Sofia Bellini, 22, art history student and AI curator

Introduction

The depot smelled of dust, cardboard and cold stone. Sofia Bellini held a photograph up to the desk lamp because the scanner was drawing stripes again. On the back someone had written only “bowl, old”; nobody knew more. For an art history student that was not a minor nuisance, but the start of a long search.

Sofia lives in Vienna and now works on digital collections. She does not like calling herself an AI expert. She would rather say she builds sorting aids that force museums to write down their uncertainties more visibly.

Story of the Path into AI

Sofia had actually wanted to become a restorer. Then a student job left her sorting badly labelled archive photographs. An image model suggested an era for a ceramic fragment that sounded plausible and was still wrong: it had recognized the form but missed the local context. That kind of mistake interested her.

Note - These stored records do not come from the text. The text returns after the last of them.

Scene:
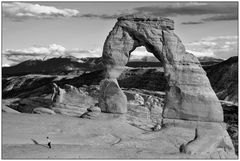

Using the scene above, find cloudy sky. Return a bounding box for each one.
[2,1,238,66]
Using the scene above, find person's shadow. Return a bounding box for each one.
[31,139,48,148]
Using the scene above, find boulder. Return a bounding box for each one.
[2,105,20,114]
[87,106,101,112]
[33,107,55,115]
[98,79,127,113]
[102,15,223,122]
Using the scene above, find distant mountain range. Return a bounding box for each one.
[2,56,224,77]
[2,56,238,104]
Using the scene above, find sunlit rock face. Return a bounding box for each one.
[101,15,223,122]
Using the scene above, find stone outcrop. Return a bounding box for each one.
[99,15,234,156]
[98,79,127,113]
[102,15,223,122]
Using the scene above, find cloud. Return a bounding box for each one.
[182,21,203,25]
[203,13,238,21]
[134,2,238,21]
[80,13,121,20]
[2,44,102,66]
[185,36,238,59]
[2,2,79,21]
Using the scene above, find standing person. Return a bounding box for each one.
[47,137,52,149]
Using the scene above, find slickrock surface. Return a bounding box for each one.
[100,15,234,155]
[102,15,223,122]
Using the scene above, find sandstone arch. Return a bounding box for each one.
[99,15,223,122]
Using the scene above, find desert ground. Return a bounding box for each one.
[2,113,231,159]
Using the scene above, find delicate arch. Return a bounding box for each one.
[99,15,223,122]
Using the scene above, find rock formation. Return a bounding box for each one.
[99,15,234,155]
[101,15,223,122]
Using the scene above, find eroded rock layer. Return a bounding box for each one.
[101,15,223,122]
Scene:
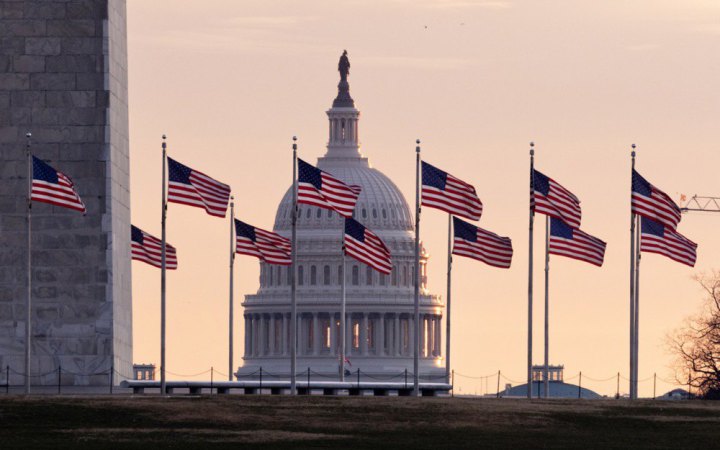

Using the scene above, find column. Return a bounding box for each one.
[360,313,368,356]
[268,314,275,355]
[280,313,290,356]
[435,316,442,358]
[391,313,402,356]
[407,314,414,356]
[375,313,385,356]
[345,313,353,356]
[312,313,320,356]
[330,313,340,355]
[258,314,267,356]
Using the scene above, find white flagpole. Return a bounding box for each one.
[290,136,297,395]
[633,216,642,398]
[340,227,347,381]
[228,196,235,381]
[413,139,422,396]
[629,144,636,399]
[527,142,535,398]
[160,134,167,395]
[445,214,453,384]
[24,132,33,395]
[543,216,550,398]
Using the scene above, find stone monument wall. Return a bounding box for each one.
[0,0,132,385]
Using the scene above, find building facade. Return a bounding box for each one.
[236,54,445,382]
[0,0,132,385]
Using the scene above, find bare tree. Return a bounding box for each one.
[668,271,720,399]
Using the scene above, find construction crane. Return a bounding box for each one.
[680,195,720,213]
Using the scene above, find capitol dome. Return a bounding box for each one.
[236,52,445,382]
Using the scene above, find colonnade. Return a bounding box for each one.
[245,312,442,358]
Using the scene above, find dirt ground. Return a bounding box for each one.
[0,395,720,450]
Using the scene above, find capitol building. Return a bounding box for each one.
[235,53,445,382]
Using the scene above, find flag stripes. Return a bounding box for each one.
[235,219,292,266]
[343,217,392,275]
[632,169,681,230]
[532,170,581,228]
[30,156,87,214]
[548,217,607,267]
[298,159,362,217]
[130,225,177,270]
[452,217,513,269]
[167,158,230,217]
[640,217,697,267]
[421,161,483,220]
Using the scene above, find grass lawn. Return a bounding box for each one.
[0,395,720,450]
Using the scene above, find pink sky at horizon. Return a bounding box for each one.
[128,0,720,395]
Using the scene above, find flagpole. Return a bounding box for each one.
[340,236,347,382]
[160,134,167,395]
[228,196,235,381]
[543,216,550,398]
[445,214,452,384]
[633,215,642,398]
[413,139,422,396]
[629,144,637,399]
[290,136,296,395]
[527,142,535,399]
[24,132,33,395]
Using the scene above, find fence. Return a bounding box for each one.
[0,365,692,399]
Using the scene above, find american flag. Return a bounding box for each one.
[632,169,681,230]
[640,217,697,267]
[168,158,230,217]
[549,217,607,267]
[452,217,512,269]
[30,156,87,214]
[532,170,581,228]
[343,217,392,275]
[130,225,177,270]
[421,161,482,220]
[235,219,292,266]
[298,159,362,217]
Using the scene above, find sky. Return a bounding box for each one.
[127,0,720,396]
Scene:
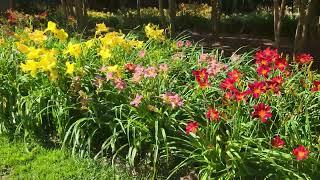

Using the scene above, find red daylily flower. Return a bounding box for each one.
[206,107,220,121]
[267,81,280,93]
[274,58,288,72]
[234,91,250,102]
[228,69,242,81]
[220,78,236,91]
[224,92,233,100]
[311,81,320,92]
[271,76,283,84]
[255,47,280,66]
[192,68,209,89]
[292,145,309,161]
[257,66,271,77]
[296,54,313,64]
[7,9,17,24]
[124,63,137,73]
[177,41,184,48]
[253,103,272,123]
[271,135,285,148]
[186,121,199,134]
[248,81,267,98]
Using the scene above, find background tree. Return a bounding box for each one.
[211,0,220,34]
[273,0,286,48]
[169,0,177,33]
[61,0,88,31]
[158,0,165,23]
[294,0,319,52]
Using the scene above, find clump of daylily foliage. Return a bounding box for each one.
[0,18,320,179]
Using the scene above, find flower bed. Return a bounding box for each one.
[0,22,320,179]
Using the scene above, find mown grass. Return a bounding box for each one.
[0,136,131,179]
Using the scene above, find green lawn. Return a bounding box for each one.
[0,136,130,179]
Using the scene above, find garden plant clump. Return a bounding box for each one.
[0,18,320,179]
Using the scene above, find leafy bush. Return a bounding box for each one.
[0,17,320,179]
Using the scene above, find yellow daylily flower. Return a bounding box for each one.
[29,30,48,43]
[16,42,30,54]
[96,23,109,35]
[44,21,57,33]
[99,48,112,59]
[144,23,165,41]
[54,29,69,41]
[64,43,82,58]
[20,60,38,77]
[66,61,74,75]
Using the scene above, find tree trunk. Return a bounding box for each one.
[137,0,141,19]
[273,0,286,48]
[294,0,306,53]
[294,0,318,53]
[61,0,69,19]
[169,0,176,34]
[158,0,165,24]
[211,0,220,35]
[61,0,88,31]
[9,0,14,9]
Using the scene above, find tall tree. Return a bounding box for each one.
[158,0,165,23]
[273,0,286,48]
[211,0,220,35]
[61,0,88,31]
[137,0,141,19]
[294,0,319,52]
[169,0,177,33]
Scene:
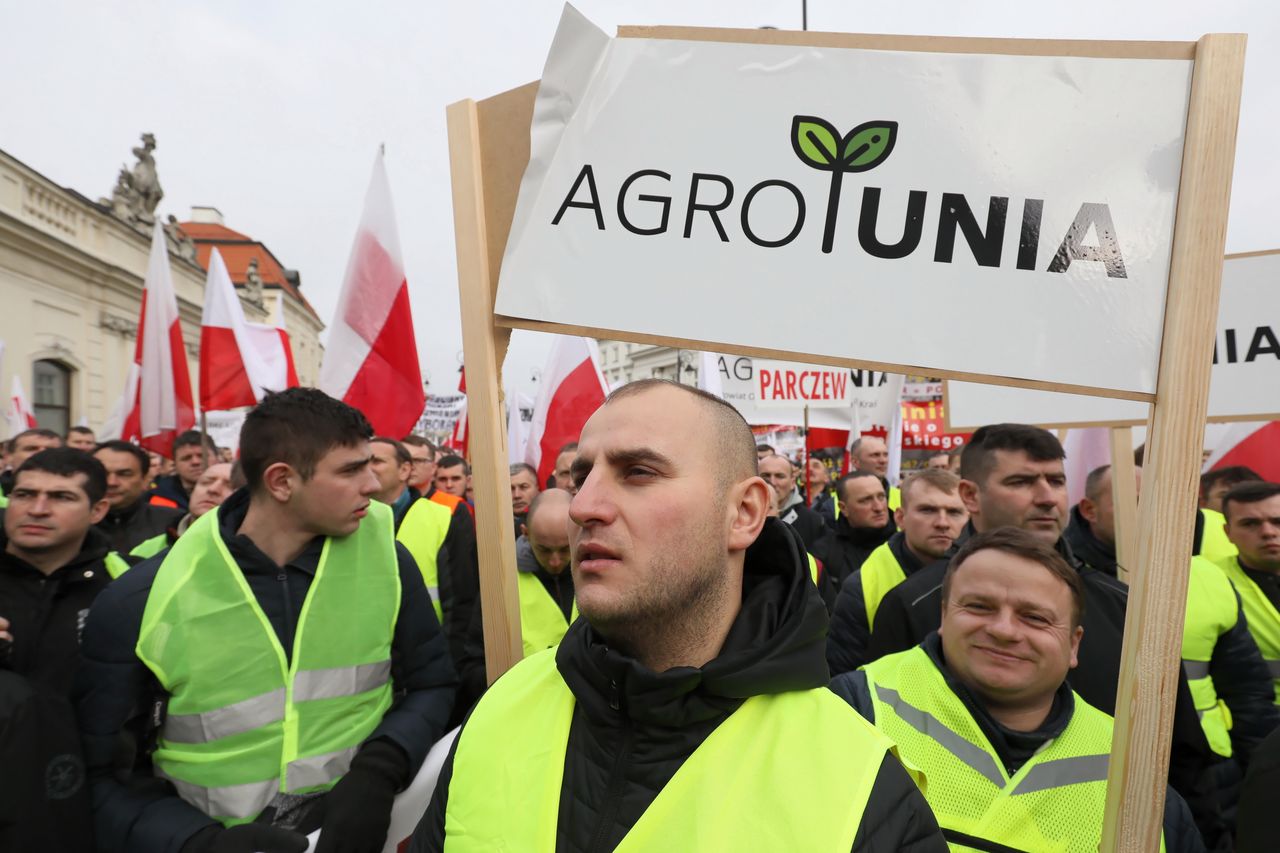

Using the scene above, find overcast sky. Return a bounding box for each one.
[0,0,1280,392]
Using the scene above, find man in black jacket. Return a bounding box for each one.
[0,448,123,850]
[759,453,827,548]
[76,388,456,853]
[93,441,183,553]
[810,471,897,594]
[411,380,946,853]
[868,424,1222,840]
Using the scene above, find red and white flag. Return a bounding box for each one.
[9,374,37,438]
[120,225,196,456]
[200,248,298,411]
[525,337,609,487]
[320,152,426,435]
[1204,420,1280,483]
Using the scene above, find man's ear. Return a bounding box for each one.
[88,498,111,524]
[262,462,300,503]
[956,480,982,515]
[728,476,769,551]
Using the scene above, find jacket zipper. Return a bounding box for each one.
[586,680,632,853]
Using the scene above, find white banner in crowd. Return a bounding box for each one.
[946,251,1280,429]
[413,391,467,435]
[714,355,902,433]
[495,8,1192,397]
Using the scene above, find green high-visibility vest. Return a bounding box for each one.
[136,503,401,826]
[1196,510,1238,562]
[1217,556,1280,704]
[396,498,453,625]
[444,649,891,853]
[516,571,577,657]
[863,647,1164,853]
[1183,557,1239,758]
[858,542,906,628]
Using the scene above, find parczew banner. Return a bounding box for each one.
[495,8,1193,400]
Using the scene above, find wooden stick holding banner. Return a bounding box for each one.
[1102,35,1245,853]
[1111,427,1138,583]
[447,86,532,683]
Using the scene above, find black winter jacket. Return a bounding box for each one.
[410,520,946,853]
[0,528,111,697]
[831,634,1204,853]
[868,524,1222,839]
[97,494,186,555]
[827,532,924,678]
[809,515,897,593]
[74,489,456,853]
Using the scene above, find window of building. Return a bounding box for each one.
[31,360,72,435]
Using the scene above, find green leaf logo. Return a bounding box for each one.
[791,115,897,254]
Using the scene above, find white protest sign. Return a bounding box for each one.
[494,9,1192,400]
[413,392,467,435]
[946,251,1280,429]
[754,360,854,409]
[714,355,902,432]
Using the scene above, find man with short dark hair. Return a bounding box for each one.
[831,528,1203,853]
[868,424,1222,838]
[849,435,902,511]
[401,433,435,494]
[1217,480,1280,704]
[827,469,969,675]
[556,442,577,494]
[410,380,946,853]
[810,471,897,594]
[77,388,456,853]
[0,427,63,496]
[759,453,827,549]
[93,441,183,553]
[152,429,218,511]
[63,427,97,453]
[0,448,125,850]
[435,453,471,500]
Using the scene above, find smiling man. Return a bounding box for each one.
[832,528,1203,853]
[77,388,454,853]
[411,379,946,853]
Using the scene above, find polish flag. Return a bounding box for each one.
[200,248,298,411]
[120,225,196,456]
[525,337,609,487]
[1204,420,1280,483]
[320,152,426,435]
[9,374,37,438]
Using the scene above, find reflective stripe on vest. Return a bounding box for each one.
[396,496,453,625]
[516,571,577,657]
[102,551,129,580]
[129,533,169,560]
[1217,556,1280,704]
[444,649,891,853]
[1183,557,1239,758]
[864,647,1164,853]
[858,542,906,628]
[1196,508,1239,562]
[136,503,401,826]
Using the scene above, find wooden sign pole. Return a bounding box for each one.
[1102,35,1245,853]
[1111,427,1138,583]
[447,94,529,683]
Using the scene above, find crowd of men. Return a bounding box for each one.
[0,380,1280,853]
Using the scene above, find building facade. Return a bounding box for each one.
[0,137,324,437]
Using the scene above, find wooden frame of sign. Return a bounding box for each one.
[448,27,1245,853]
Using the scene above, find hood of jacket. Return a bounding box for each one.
[556,519,829,727]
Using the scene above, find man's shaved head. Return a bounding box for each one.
[604,379,759,492]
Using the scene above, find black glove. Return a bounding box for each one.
[182,824,307,853]
[316,738,410,853]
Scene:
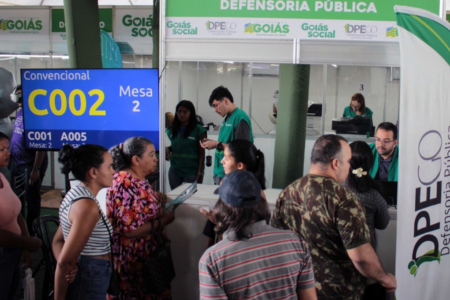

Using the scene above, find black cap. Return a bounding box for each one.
[219,170,261,207]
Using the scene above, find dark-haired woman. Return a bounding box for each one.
[343,93,373,118]
[166,100,206,190]
[201,140,266,247]
[345,141,389,251]
[106,137,175,300]
[0,132,41,300]
[52,144,114,300]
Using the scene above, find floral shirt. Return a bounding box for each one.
[106,171,171,300]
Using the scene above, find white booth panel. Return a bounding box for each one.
[166,39,400,67]
[297,40,400,67]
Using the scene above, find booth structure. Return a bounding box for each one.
[0,0,445,299]
[159,0,445,299]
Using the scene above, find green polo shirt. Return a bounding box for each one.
[166,124,206,177]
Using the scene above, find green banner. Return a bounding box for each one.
[397,12,450,65]
[52,8,112,32]
[167,0,440,21]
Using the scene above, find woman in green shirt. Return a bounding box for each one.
[344,93,373,118]
[166,100,206,190]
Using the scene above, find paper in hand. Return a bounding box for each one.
[163,181,197,212]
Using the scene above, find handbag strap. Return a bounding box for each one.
[97,207,114,268]
[150,218,163,249]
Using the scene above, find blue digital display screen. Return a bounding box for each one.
[21,69,159,150]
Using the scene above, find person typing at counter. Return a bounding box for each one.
[200,86,253,185]
[343,93,373,118]
[199,170,317,300]
[271,135,397,299]
[369,122,398,182]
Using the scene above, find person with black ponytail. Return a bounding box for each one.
[106,137,175,300]
[200,139,266,247]
[345,141,389,251]
[52,144,114,300]
[166,100,206,190]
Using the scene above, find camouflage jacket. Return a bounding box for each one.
[271,174,370,299]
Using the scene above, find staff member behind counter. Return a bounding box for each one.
[343,93,373,118]
[166,100,206,190]
[200,85,253,185]
[369,122,398,182]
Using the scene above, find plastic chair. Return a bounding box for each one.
[33,216,59,300]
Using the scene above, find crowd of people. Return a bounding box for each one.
[0,86,398,300]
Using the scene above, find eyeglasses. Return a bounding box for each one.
[211,99,223,108]
[375,138,394,145]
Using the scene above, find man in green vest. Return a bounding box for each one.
[369,122,398,181]
[200,85,253,185]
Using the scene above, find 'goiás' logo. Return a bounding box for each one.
[386,27,398,38]
[0,17,42,33]
[244,21,289,36]
[302,23,336,39]
[344,24,378,40]
[205,21,237,35]
[167,21,197,35]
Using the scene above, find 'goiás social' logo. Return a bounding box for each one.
[122,15,153,37]
[0,17,42,34]
[344,24,378,40]
[167,21,197,35]
[205,21,237,35]
[302,23,336,39]
[244,21,289,36]
[386,27,398,38]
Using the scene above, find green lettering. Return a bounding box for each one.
[122,15,132,27]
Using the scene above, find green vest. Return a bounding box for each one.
[214,107,253,177]
[344,106,373,118]
[369,143,399,181]
[166,124,206,177]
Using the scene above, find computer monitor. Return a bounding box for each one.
[331,117,375,137]
[380,181,398,206]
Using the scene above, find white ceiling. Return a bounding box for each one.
[0,0,153,6]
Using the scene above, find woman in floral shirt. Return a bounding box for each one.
[106,137,175,300]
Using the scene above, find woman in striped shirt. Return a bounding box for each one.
[53,144,114,300]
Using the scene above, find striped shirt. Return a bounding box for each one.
[59,185,113,256]
[199,221,315,300]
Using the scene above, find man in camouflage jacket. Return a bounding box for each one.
[271,135,397,299]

Between art historians and technicians Sofia often had to translate. One side feared flat interpretation; the other underestimated provenance, material and collection history. Sofia learned basic Python, computer vision and the discipline of writing error memos. In her first prototype the system only marked possible categories. The decision remained open. Every marker had an uncertainty field and a note: Which source is missing?

Current Work

Today Sofia develops workflows for small museums whose depots are full of analogue slips. In one collection of ceramic fragments, a model helped group similar shapes faster. The questions of origin and meaning stayed with curators, lab analyses and historical sources. Sofia insisted that the wrong suggestions should not be deleted. They became part of the documentation.

That saves search time in some institutions, but it changes above all the tone of digitization. Not every object suddenly receives a clean story. Some receive only a more honest gap. Sofia finds that more valuable than an interface that pretends to be complete.

Personal Advice

“Let AI sort first, then contradict it carefully,” Sofia says. Her advice is aimed especially at people in cultural professions. Rejecting the machine outright wastes a tool. Believing it too quickly loses the real competence: looking slowly, asking precisely, documenting doubt.

Key Facts

Age and place: 22, Vienna.
Background: art history, depot work, digital collections.
Entry into AI: image sorting for archive photographs with visible uncertainty.
Focus today: AI workflows for small museums and collections.
Typical tools: computer vision, metadata work, basic Python.

Werkstattnotiz

In Sofia’s notes, one fragment still says “bowl?” with a question mark and a pencil line. The model offered an elegant category; a restorer later found a fracture that shifted everything. Sofia collects such cases like warning signs. Her next test is less about hit rate than about whether mistakes remain visible enough.